Finalmente, Deus concede plenamente: “O Senhor disse a Moisés: ‘Farei o que me pediste; porque encontraste graça aos meus olhos, e eu te conheço pelo nome.” (Êxodo 33:17)

Não é pouca coisa persuadir o Criador do universo a mudar de idéia, então Moisés empurra a sua sorte um pouco mais longe. “Mostra-me a tua glória. Por favor.” Deus, no entanto, por amor de Moisés, não cumprirá plenamente esse pedido. Moisés pode ver apenas as costas de Deus, não o rosto de Deus: “Porque ninguém me verá e viverá” (Êxodo 33:11; cf. Deuteronômio 34:10).

Os comentadores há muito se confundiram com esta passagem, especialmente porque apenas alguns versículos antes, ela diz que, “o SENHOR costumava falar com Moisés face a face, como se fala com um amigo” (Êxodo 33:11; cf. Deuteronômio 34:10).

Um pode explicar esta aparente contradição, é claro, apelando para fontes ou tradições diferentes. Mas o texto como o temos agora fala de um tema central e paradoxal no Êxodo e na Escritura como um todo que vale a pena explorar; isto é, que o Criador de todo o universo, cuja glória enche os céus, se dignou habitar com seres humanos finitos.

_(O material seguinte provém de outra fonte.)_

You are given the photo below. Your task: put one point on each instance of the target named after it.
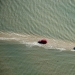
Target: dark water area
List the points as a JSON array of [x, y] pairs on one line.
[[19, 59], [23, 23]]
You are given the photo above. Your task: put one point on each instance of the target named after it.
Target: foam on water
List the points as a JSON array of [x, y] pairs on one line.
[[31, 40]]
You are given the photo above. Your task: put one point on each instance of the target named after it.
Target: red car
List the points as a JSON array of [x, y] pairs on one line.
[[43, 41]]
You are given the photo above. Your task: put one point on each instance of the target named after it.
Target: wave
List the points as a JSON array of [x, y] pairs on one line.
[[31, 40]]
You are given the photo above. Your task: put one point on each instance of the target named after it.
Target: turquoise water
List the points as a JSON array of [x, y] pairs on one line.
[[23, 23]]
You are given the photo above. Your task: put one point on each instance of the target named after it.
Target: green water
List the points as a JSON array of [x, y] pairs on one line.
[[23, 23], [17, 59]]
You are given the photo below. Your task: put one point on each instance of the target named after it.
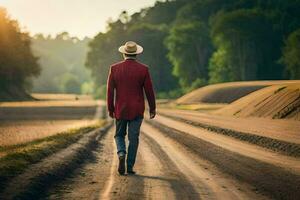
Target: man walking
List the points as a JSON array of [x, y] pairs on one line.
[[127, 81]]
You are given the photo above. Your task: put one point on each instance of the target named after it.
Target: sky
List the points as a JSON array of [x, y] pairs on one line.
[[78, 17]]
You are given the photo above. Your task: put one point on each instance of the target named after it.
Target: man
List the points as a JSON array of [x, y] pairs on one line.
[[127, 81]]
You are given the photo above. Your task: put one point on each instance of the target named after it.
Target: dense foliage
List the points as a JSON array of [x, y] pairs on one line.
[[62, 62], [17, 62], [190, 43]]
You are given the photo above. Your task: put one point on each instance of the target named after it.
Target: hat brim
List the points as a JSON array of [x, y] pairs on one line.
[[139, 50]]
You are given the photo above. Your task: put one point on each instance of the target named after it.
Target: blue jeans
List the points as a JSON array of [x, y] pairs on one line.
[[133, 138]]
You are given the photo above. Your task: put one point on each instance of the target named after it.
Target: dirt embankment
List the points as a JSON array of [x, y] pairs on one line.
[[225, 92], [275, 102]]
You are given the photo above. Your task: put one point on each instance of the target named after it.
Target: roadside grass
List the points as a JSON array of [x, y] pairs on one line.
[[17, 158], [194, 107]]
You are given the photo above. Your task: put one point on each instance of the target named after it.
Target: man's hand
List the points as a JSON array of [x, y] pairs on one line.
[[111, 114], [152, 114]]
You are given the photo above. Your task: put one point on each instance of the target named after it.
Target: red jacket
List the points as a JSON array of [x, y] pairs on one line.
[[126, 82]]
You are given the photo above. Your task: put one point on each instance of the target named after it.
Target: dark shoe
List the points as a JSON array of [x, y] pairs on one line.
[[130, 171], [121, 168]]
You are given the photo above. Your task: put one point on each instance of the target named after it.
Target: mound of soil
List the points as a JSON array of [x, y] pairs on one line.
[[224, 92], [277, 102]]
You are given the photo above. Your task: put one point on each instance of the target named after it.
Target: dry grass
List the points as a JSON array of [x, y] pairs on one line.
[[17, 132], [26, 121], [225, 92], [16, 158], [275, 102]]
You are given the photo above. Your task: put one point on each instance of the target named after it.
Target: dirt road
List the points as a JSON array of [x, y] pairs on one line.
[[176, 160], [185, 162]]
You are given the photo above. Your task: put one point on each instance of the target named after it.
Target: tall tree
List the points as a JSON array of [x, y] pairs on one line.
[[291, 54], [17, 63], [252, 44]]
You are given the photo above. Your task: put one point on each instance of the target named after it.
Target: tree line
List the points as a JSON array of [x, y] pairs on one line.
[[188, 44], [191, 43], [17, 62]]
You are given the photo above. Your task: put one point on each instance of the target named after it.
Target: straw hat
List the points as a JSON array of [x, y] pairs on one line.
[[131, 48]]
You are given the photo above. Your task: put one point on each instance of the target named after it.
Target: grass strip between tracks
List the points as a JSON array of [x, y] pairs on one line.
[[17, 158], [283, 147]]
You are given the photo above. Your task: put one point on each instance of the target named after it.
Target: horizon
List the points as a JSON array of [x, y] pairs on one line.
[[40, 21]]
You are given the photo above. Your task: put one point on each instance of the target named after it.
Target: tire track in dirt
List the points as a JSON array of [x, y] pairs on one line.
[[270, 179], [201, 175], [280, 146], [179, 185], [89, 181]]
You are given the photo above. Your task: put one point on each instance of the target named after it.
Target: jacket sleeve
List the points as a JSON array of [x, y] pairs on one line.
[[148, 87], [110, 92]]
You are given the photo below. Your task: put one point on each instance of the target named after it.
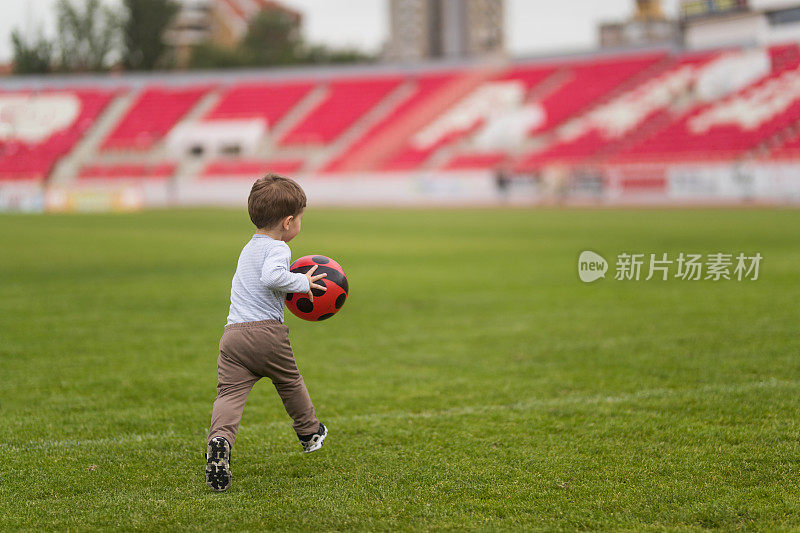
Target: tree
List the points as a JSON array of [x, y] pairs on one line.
[[272, 38], [88, 38], [143, 32], [31, 57]]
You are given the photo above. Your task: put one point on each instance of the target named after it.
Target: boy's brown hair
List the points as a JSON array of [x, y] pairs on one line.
[[273, 198]]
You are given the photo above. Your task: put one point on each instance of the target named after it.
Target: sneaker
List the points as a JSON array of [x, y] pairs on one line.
[[313, 442], [218, 464]]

Que Deus escolhe habitar com seres humanos é realmente uma coisa espantosa. Que Deus escolhe estar em relação com os seres humanos significa que Deus se torna vulnerável à dor que surge quando esse relacionamento é traído. Mas também significa que a comunicação autêntica se torna possível, comunicação “face a face”, e Moisés é o modelo para nós desse tipo de comunicação autêntica divino-humana.

Quer dizer, Moisés é o modelo da oração por nós, oração que não tem medo de prender Deus às promessas de Deus, oração que não tem medo de apelar para o amor de Deus pelo povo de Deus, mesmo sobre e contra a santidade de Deus. Moisés, através desta oração audaciosa, consegue assegurar a promessa de Deus de que Deus realmente permanecerá com os israelitas em seu longo deserto.

Moses, em outras palavras, ganha o argumento.

Mas isso não é o fim da conversa. Há este outro assunto sobre ver a glória de Deus. O fato de que o pedido de Moisés não é atendido lembra a Moisés, e a nós, que Deus ainda é Deus. Por todo o seu chutzpah, nem mesmo Moisés pode presumir demais. Nem mesmo Moisés pode conhecer ou compreender a Deus completamente. Ele não pode ver Deus completamente; ele pode ver apenas as costas de Deus, o “brilho do brilho da Sua presença”, como Robert Alter descreve.2

E ainda assim, é suficiente. Neste início da viagem pelo deserto, Deus apareceu em nuvem e fogo no Monte Sinai, falando a todo o povo “face a face” (como Moisés diz mais tarde em Deuteronômio 5,4). Deus deu instruções para o tabernáculo, que lembrarão ao povo, de forma concreta, a presença permanente de Deus. E mesmo em face da traição, Deus renovou a promessa de Deus de estar com os israelitas na longa jornada que ainda está por vir. É suficiente. É mais que suficiente.

1Eugene Peterson, The Message (Colorado Springs: NavPress, 2003), Exodus 33:12-13. Na última frase, onde Moisés enfatiza que Israel é o povo de Deus, compare Êxodo 32:7, 11.
2Robert Alter, The Five Books of Moses (New York: W.W. Norton & Company, 2004), 506.